If you’re a developer and haven’t tripped and fallen face-first into XML yet, it’s only a matter of time before you do so. The rapid expansion of Web business, the need for accelerated Web development, the need for flexible data transport and the diminishing returns of HTLM have entrenched XML in IT development, and in Web services development in particular. Although it’s possible to build and implement Web services that don’t use XML as the default I/O data structure, it’s certainly rare. If you’re headed into Web services, you’re headed into XML.
A common misperception held by those who haven’t yet plunged into XML is that is it merely an extension of HTML, and is just about markup. Let those ideas go; XML is a group of technologies, of which the markup language is only one. XML is about far more than data formatting; in the world of Web services, XML doesn’t just define the messages, it can define the services themselves.

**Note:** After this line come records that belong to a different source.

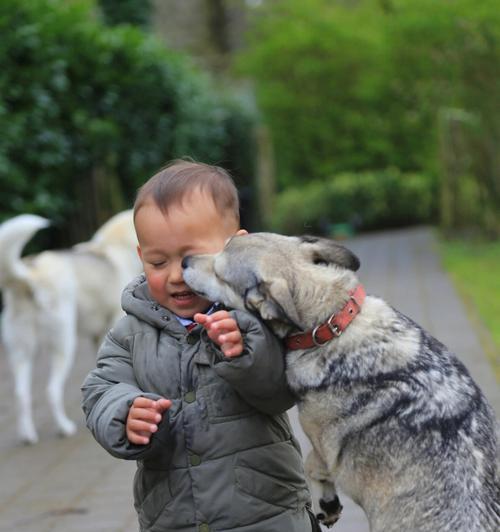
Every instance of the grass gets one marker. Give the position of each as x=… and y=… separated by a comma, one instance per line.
x=475, y=270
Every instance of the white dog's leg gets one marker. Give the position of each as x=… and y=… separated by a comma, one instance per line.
x=62, y=351
x=22, y=365
x=19, y=334
x=324, y=487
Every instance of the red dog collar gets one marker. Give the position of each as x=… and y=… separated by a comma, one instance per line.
x=333, y=327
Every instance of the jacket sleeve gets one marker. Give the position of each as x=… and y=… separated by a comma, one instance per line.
x=108, y=392
x=258, y=374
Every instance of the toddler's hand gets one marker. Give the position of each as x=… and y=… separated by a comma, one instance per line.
x=143, y=418
x=223, y=330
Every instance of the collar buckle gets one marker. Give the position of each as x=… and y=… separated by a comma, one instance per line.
x=334, y=328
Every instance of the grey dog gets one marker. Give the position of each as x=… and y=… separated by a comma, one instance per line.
x=394, y=418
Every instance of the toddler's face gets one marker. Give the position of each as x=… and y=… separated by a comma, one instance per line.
x=195, y=227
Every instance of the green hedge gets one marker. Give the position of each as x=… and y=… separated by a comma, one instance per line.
x=354, y=86
x=367, y=200
x=88, y=112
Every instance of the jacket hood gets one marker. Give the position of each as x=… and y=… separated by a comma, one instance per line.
x=137, y=301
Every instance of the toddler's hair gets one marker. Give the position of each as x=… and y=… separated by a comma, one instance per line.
x=171, y=184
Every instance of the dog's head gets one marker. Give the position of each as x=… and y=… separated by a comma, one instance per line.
x=292, y=282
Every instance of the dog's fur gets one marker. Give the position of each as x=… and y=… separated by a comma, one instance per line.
x=394, y=418
x=50, y=297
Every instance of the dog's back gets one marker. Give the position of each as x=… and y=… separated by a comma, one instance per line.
x=410, y=435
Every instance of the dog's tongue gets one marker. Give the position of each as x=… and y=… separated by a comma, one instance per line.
x=183, y=295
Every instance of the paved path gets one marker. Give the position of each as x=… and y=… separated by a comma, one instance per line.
x=71, y=485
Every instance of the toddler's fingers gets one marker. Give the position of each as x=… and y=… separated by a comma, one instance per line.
x=138, y=425
x=137, y=438
x=226, y=324
x=200, y=318
x=146, y=414
x=143, y=402
x=162, y=405
x=232, y=350
x=219, y=315
x=233, y=337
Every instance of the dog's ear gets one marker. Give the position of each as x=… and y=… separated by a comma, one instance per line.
x=270, y=299
x=329, y=252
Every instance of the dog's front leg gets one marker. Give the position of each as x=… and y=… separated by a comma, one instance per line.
x=328, y=500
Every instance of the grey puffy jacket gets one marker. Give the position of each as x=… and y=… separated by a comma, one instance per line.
x=224, y=458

We have XML because HTML, for all its utility and ease-of-use, is static; and the demands of Web applications have, in recent years, required increasingly dynamic functionality. XML meets that demand, of which Web services have become a significant high-level expression. At this point in the evolution of Web apps, XML is an ideal building block.

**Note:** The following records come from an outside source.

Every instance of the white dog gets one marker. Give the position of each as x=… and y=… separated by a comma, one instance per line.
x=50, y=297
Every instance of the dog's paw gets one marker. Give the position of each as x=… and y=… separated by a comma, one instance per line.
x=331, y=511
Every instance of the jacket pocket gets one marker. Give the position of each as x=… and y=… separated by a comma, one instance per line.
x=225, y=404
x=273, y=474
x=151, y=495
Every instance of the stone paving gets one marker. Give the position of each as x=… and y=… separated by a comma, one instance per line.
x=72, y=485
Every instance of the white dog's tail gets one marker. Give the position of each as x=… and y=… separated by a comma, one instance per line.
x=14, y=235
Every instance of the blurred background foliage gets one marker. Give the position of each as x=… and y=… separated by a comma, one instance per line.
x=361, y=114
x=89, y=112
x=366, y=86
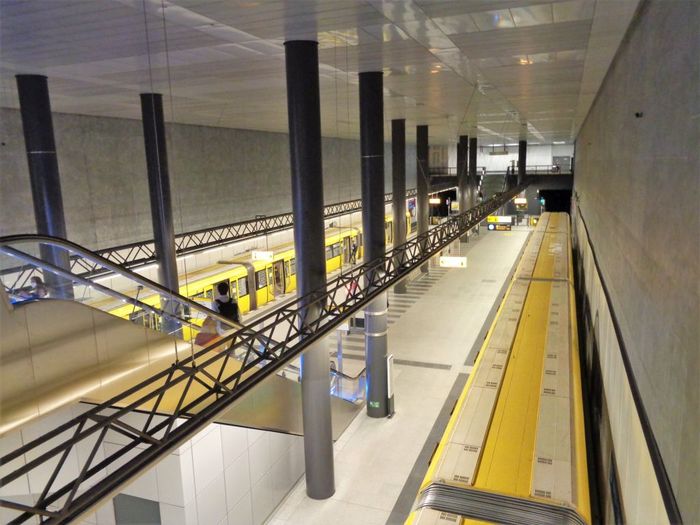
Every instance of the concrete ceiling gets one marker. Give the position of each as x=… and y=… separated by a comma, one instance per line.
x=503, y=69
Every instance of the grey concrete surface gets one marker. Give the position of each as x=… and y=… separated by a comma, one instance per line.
x=218, y=176
x=638, y=185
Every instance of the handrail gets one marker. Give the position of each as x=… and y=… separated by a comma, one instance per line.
x=95, y=259
x=304, y=322
x=142, y=253
x=667, y=494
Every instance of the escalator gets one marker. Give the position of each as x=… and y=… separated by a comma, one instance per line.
x=67, y=338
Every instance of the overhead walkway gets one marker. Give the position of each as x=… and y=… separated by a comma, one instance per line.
x=514, y=450
x=87, y=342
x=205, y=384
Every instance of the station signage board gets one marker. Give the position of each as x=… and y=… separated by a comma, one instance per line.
x=453, y=262
x=261, y=255
x=499, y=219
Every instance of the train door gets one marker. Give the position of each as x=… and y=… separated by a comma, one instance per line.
x=279, y=280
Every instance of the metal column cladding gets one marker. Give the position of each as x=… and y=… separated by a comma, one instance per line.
x=473, y=180
x=463, y=174
x=37, y=124
x=372, y=151
x=422, y=181
x=398, y=183
x=159, y=188
x=304, y=112
x=522, y=161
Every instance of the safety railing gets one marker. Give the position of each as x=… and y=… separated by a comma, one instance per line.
x=205, y=383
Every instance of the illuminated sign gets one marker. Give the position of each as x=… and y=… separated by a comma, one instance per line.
x=258, y=255
x=453, y=262
x=499, y=219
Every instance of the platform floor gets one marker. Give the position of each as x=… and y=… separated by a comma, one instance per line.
x=432, y=334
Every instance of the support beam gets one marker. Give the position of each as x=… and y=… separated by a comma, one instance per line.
x=159, y=188
x=372, y=151
x=304, y=113
x=37, y=124
x=398, y=183
x=422, y=181
x=522, y=161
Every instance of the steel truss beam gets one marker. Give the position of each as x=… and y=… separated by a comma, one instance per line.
x=139, y=254
x=218, y=384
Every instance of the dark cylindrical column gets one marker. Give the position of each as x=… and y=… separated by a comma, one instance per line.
x=463, y=182
x=422, y=180
x=37, y=124
x=372, y=151
x=304, y=112
x=473, y=180
x=159, y=188
x=398, y=183
x=522, y=161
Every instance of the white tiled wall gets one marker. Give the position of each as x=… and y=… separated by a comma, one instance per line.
x=224, y=475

And at the most abstract level, the argument for XML as that ideal building block is protocol independence. The Web is, increasingly, the circulatory system of global business, and business processes are evolving faster than any one protocol or platform. Web services, to keep pace and accommodate this evolution, should rightly be as protocol-neutral as possible. XML enables this independence while enhancing dynamism.
Many Technologies, Not One
In addition to markup of actual data, XML is used for modeling content (data typing and formatting), linking, for managing document element names, and other essential jobs that are part of defining and implementing a Web service:
XML as a markup language—A model for data that defines data elements and attributes, establishing tags for those elements;
Figure 1: An XML-populated customer record.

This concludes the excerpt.